New UEFI Firmware Flaw Exposes Well-liked Motherboards To Assaults

Cybersecurity consultants simply discovered a flaw in the UEFI firmware that many trendy motherboards use. The “bug” may let attackers do direct reminiscence entry (DMA) assaults on techniques, which can allow unauthorized customers to achieve deep and protracted entry to affected techniques below sure situations, and the worst half is that it impacts boards from a number of main producers, together with Gigabyte, MSI, ASUS, and ASRock.

To offer you context, the PC motherboard accommodates low-level software program referred to as UEFI, or Unified Extensible Firmware Interface, which securely begins the working system and initializes {hardware} elements. Considered one of its major safety obligations is to allow the Enter-Output Reminiscence Administration Unit (IOMMU), a hardware-based isolation mechanism that’s meant to safeguard system reminiscence. If arrange accurately, the IOMMU stops exterior units from studying or writing to random components of system RAM.

Parts corresponding to PCIe growth playing cards, Thunderbolt peripherals, GPUs, and related {hardware} that may entry reminiscence instantly with out passing via the CPU are included in DMA-capable units. Malicious or compromised {hardware} can have much less of an impression as a result of these units are restricted to specific reminiscence areas if the IOMMU is operational and correctly initialized.

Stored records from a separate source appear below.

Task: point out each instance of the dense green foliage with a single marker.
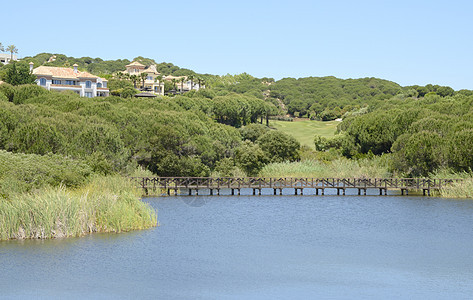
(328, 98)
(175, 136)
(423, 134)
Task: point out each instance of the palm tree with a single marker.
(12, 49)
(119, 75)
(191, 78)
(182, 80)
(201, 82)
(159, 78)
(143, 78)
(134, 78)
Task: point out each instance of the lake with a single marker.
(260, 247)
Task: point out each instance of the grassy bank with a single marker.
(459, 190)
(339, 168)
(104, 204)
(304, 131)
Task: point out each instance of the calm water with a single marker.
(282, 247)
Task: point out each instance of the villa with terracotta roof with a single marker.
(151, 83)
(67, 79)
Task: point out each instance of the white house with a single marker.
(151, 83)
(6, 58)
(67, 79)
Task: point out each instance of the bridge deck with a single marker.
(258, 183)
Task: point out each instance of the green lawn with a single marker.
(304, 131)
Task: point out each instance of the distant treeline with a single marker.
(423, 134)
(176, 136)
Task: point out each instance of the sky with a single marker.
(405, 41)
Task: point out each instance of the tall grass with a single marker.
(104, 204)
(339, 168)
(462, 189)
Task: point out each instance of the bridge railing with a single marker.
(290, 182)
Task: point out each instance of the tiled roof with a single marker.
(60, 72)
(135, 64)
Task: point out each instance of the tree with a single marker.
(134, 78)
(18, 73)
(191, 78)
(182, 80)
(159, 79)
(143, 78)
(12, 49)
(279, 147)
(250, 158)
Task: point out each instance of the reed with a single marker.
(104, 204)
(462, 189)
(340, 168)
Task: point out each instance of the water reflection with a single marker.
(210, 247)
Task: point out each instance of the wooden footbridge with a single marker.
(174, 185)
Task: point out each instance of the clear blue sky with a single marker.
(406, 41)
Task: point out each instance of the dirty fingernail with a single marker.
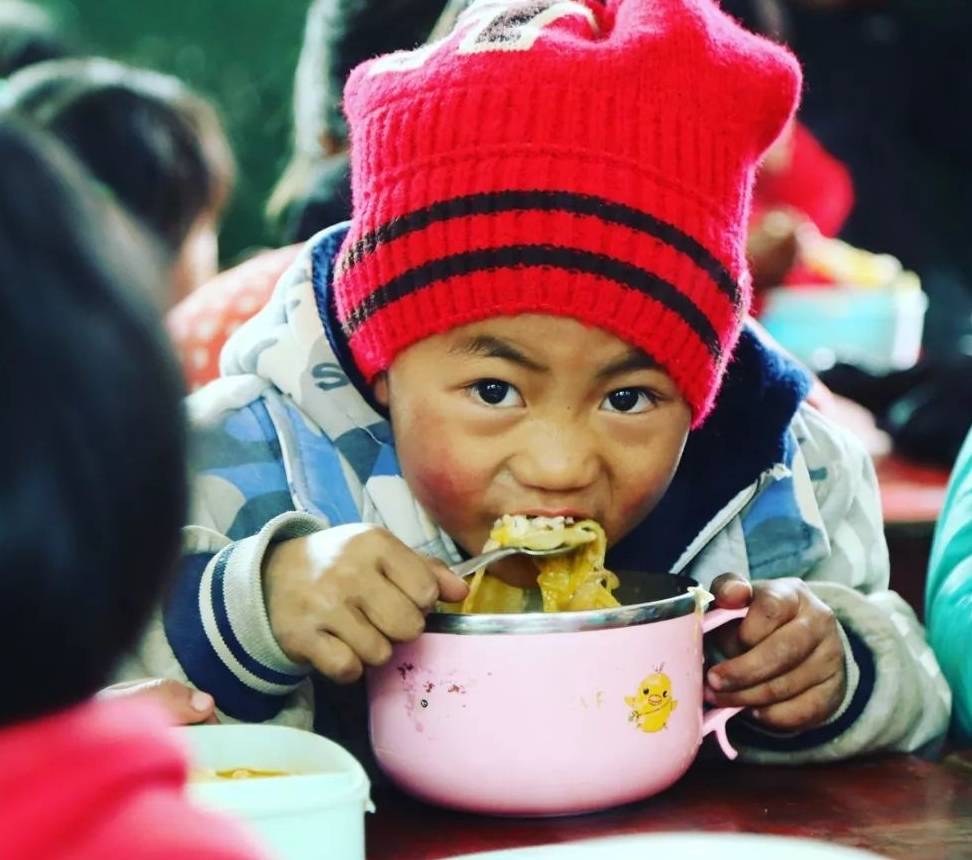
(201, 701)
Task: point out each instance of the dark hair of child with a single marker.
(91, 431)
(28, 35)
(158, 148)
(314, 190)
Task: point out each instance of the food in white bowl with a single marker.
(300, 793)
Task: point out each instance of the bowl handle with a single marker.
(715, 719)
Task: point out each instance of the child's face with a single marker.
(533, 414)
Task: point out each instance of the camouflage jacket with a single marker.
(288, 441)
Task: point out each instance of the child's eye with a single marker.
(495, 392)
(629, 400)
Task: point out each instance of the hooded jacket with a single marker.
(290, 441)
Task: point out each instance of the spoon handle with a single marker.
(465, 568)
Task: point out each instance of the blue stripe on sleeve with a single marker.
(748, 735)
(202, 665)
(234, 645)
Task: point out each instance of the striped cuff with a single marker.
(217, 624)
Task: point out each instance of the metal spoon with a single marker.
(466, 568)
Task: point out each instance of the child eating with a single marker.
(537, 310)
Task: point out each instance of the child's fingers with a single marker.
(412, 575)
(184, 705)
(824, 663)
(731, 591)
(451, 588)
(334, 659)
(390, 610)
(781, 651)
(774, 605)
(352, 627)
(809, 709)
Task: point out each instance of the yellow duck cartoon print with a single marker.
(653, 704)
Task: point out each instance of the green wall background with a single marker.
(239, 53)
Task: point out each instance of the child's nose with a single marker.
(557, 460)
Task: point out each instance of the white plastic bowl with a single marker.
(316, 811)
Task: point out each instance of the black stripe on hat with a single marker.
(493, 202)
(524, 256)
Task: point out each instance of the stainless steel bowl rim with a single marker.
(561, 622)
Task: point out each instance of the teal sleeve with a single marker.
(948, 599)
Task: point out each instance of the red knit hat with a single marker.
(570, 157)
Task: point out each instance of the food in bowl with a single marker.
(211, 775)
(570, 711)
(574, 581)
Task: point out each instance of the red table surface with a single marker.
(896, 806)
(910, 494)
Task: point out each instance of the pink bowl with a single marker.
(549, 714)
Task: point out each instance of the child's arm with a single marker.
(895, 695)
(248, 618)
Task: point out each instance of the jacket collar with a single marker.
(744, 437)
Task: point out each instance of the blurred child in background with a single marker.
(92, 498)
(315, 189)
(154, 146)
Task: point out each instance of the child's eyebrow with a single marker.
(633, 360)
(487, 346)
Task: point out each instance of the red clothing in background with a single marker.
(810, 180)
(101, 781)
(201, 323)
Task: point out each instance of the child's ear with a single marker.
(380, 387)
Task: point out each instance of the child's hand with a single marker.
(338, 598)
(186, 706)
(786, 656)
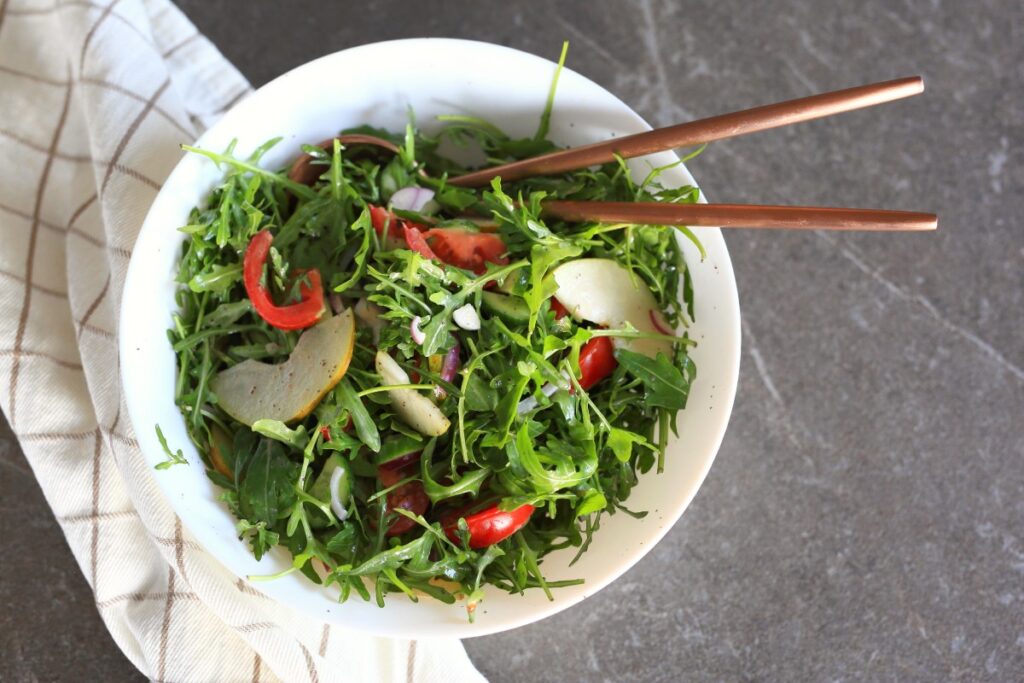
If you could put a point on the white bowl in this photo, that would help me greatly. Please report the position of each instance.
(377, 84)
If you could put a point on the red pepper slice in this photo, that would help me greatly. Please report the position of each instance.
(294, 316)
(463, 249)
(597, 360)
(488, 526)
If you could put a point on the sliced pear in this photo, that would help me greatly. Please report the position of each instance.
(289, 391)
(601, 291)
(416, 410)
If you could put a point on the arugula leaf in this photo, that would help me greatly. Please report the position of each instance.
(665, 386)
(173, 458)
(267, 489)
(365, 425)
(297, 438)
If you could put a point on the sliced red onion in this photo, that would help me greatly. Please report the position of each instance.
(449, 368)
(412, 199)
(336, 505)
(658, 323)
(337, 305)
(451, 365)
(467, 317)
(414, 329)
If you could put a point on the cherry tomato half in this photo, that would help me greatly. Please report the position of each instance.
(488, 526)
(467, 250)
(597, 360)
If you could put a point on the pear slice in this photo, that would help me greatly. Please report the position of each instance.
(415, 410)
(601, 291)
(289, 391)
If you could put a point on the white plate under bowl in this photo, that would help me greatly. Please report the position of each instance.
(377, 84)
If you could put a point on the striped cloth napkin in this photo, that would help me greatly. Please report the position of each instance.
(95, 96)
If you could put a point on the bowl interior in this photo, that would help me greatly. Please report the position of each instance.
(377, 84)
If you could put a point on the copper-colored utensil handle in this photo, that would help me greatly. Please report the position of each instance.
(696, 132)
(740, 215)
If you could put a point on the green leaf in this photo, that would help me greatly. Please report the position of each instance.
(217, 279)
(468, 482)
(664, 384)
(621, 441)
(173, 458)
(261, 539)
(366, 428)
(297, 438)
(480, 397)
(592, 502)
(267, 491)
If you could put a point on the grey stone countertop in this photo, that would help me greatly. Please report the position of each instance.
(864, 518)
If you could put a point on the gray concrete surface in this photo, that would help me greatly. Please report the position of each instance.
(864, 519)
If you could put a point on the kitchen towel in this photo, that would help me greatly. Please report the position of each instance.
(95, 96)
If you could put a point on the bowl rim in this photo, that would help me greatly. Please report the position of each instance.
(726, 394)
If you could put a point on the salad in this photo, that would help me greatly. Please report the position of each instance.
(418, 387)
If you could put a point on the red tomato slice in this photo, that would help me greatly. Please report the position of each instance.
(488, 526)
(559, 310)
(463, 249)
(294, 316)
(597, 360)
(415, 241)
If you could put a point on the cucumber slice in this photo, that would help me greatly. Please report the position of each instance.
(396, 447)
(511, 308)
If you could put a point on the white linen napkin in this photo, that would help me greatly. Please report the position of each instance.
(95, 96)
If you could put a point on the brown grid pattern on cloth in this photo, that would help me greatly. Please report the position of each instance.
(152, 583)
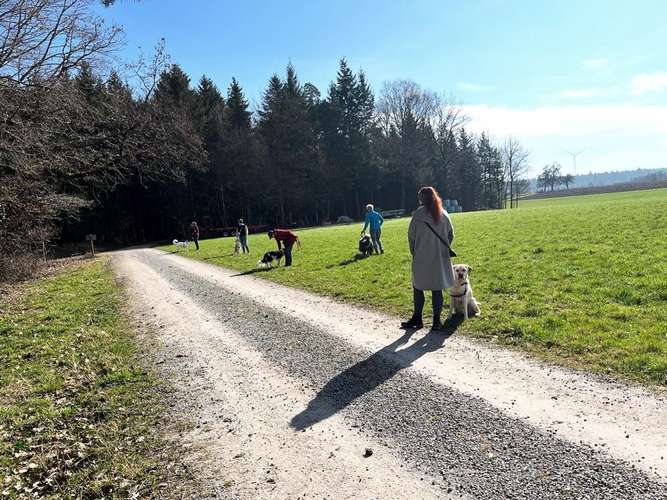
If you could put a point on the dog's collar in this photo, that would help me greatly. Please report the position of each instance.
(465, 290)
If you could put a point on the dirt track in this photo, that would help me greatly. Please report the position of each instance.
(289, 390)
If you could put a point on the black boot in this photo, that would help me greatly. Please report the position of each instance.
(412, 323)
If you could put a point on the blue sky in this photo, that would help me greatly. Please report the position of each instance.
(565, 75)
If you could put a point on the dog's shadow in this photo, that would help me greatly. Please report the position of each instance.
(368, 374)
(253, 271)
(346, 262)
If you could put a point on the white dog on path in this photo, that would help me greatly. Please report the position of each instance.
(461, 299)
(181, 245)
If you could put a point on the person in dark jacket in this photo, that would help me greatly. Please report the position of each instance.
(285, 240)
(375, 221)
(242, 234)
(194, 228)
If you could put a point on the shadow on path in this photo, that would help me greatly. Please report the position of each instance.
(218, 256)
(352, 260)
(368, 374)
(253, 271)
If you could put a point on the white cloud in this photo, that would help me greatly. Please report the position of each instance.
(613, 136)
(595, 64)
(649, 82)
(473, 87)
(581, 93)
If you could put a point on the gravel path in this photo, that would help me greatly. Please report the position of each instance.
(429, 434)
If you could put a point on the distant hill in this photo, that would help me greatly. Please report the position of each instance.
(641, 175)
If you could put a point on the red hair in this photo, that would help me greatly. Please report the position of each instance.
(431, 200)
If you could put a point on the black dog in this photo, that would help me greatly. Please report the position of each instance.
(269, 257)
(365, 245)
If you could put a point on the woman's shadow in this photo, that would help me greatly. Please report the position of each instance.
(366, 375)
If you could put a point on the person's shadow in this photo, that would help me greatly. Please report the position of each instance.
(366, 375)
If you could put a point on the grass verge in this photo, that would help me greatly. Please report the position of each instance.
(578, 280)
(79, 417)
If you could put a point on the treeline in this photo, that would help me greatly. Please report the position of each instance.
(551, 178)
(303, 158)
(135, 155)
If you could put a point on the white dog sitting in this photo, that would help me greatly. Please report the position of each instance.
(461, 300)
(181, 245)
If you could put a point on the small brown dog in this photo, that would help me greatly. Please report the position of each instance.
(461, 299)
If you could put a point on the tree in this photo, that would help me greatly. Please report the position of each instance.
(515, 165)
(521, 188)
(567, 180)
(289, 140)
(491, 173)
(346, 121)
(405, 115)
(554, 177)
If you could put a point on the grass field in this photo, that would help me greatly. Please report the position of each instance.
(79, 418)
(578, 280)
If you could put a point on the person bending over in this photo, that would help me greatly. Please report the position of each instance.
(285, 240)
(375, 221)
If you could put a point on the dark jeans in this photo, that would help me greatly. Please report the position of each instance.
(288, 254)
(376, 236)
(244, 244)
(418, 298)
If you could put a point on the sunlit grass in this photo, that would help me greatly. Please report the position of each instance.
(580, 280)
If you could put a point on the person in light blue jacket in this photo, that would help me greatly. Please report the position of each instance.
(374, 220)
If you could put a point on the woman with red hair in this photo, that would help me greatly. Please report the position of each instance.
(430, 236)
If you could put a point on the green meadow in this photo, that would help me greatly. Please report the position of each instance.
(79, 417)
(577, 280)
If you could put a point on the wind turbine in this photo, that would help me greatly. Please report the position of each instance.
(574, 159)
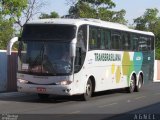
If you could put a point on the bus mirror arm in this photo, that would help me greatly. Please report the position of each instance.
(73, 50)
(10, 44)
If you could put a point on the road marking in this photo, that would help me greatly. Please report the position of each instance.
(128, 101)
(75, 112)
(157, 94)
(140, 97)
(107, 105)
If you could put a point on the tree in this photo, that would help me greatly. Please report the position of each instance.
(9, 11)
(100, 9)
(6, 32)
(51, 15)
(32, 9)
(16, 12)
(150, 21)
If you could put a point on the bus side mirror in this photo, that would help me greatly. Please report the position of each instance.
(10, 44)
(19, 39)
(73, 50)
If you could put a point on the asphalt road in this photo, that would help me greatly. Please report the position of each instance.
(113, 104)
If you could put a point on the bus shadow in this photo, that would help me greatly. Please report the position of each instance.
(33, 98)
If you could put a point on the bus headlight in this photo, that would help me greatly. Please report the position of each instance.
(22, 81)
(64, 82)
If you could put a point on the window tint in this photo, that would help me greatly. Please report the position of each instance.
(134, 40)
(126, 45)
(105, 39)
(142, 43)
(116, 40)
(93, 41)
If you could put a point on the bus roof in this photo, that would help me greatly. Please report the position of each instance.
(89, 21)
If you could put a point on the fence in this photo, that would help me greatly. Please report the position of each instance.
(8, 69)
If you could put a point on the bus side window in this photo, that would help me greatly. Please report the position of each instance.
(93, 38)
(116, 40)
(126, 45)
(152, 43)
(81, 47)
(107, 39)
(102, 45)
(134, 40)
(142, 44)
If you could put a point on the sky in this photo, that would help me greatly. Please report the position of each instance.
(134, 8)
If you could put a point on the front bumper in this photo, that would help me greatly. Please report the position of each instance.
(66, 90)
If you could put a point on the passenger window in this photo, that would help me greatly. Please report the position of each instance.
(93, 41)
(126, 45)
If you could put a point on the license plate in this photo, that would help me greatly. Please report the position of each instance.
(41, 89)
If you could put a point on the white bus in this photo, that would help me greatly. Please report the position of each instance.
(82, 56)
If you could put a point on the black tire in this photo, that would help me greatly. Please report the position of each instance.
(43, 96)
(132, 85)
(140, 83)
(89, 91)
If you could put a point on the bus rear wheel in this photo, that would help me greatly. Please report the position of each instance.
(132, 85)
(89, 90)
(43, 96)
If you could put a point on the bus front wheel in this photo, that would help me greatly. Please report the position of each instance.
(88, 92)
(43, 96)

The not too long ago found vulnerability is attributable to the fallacious method this safety was arrange; in affected motherboards, the UEFI firmware says that DMA safety is on, despite the fact that the IOMMU was by no means absolutely or accurately arrange, after which the working system consequently assumes that reminiscence protections are applied, despite the fact that they aren’t actively enforced.

The problem is being tracked below a number of vulnerability identifiers: CVE-2025-11901, CVE-2025-14302, CVE-2025-14303, and CVE-2025-14304, as motherboard distributors implement UEFI options otherwise.

Researchers at Riot Video games, the developer of well-known multiplayer video games like League of Legends and Valorant, have been the primary ones to establish the vulnerability. Vanguard, Riot’s anti-cheat system, is applied on the kernel stage and incorporates safeguards which are meant to stop unauthorized system manipulation. Valorant could also be prevented from launching on techniques which are affected by this particular flaw, as it detects an unsafe {hardware} safety state.

There’s an vital limitation to consider, despite the fact that the doable impact may very well be horrible: the flexibility to bodily entry the system and join a malicious PCIe or related system earlier than the working system boots up are stipulations for a DMA assault. Consequently, the chance of widespread exploitation is considerably diminished, significantly for residential customers.

Customers are being suggested to monitor updates from their motherboard producers and apply any out there firmware patches. Updating the UEFI firmware continues to be important to preserving system safety, significantly in mild of the continued evolution of hardware-level assaults.

Filed in Computers. Learn extra about Asus, Cybersecurity, Gigabyte, Msi and Security.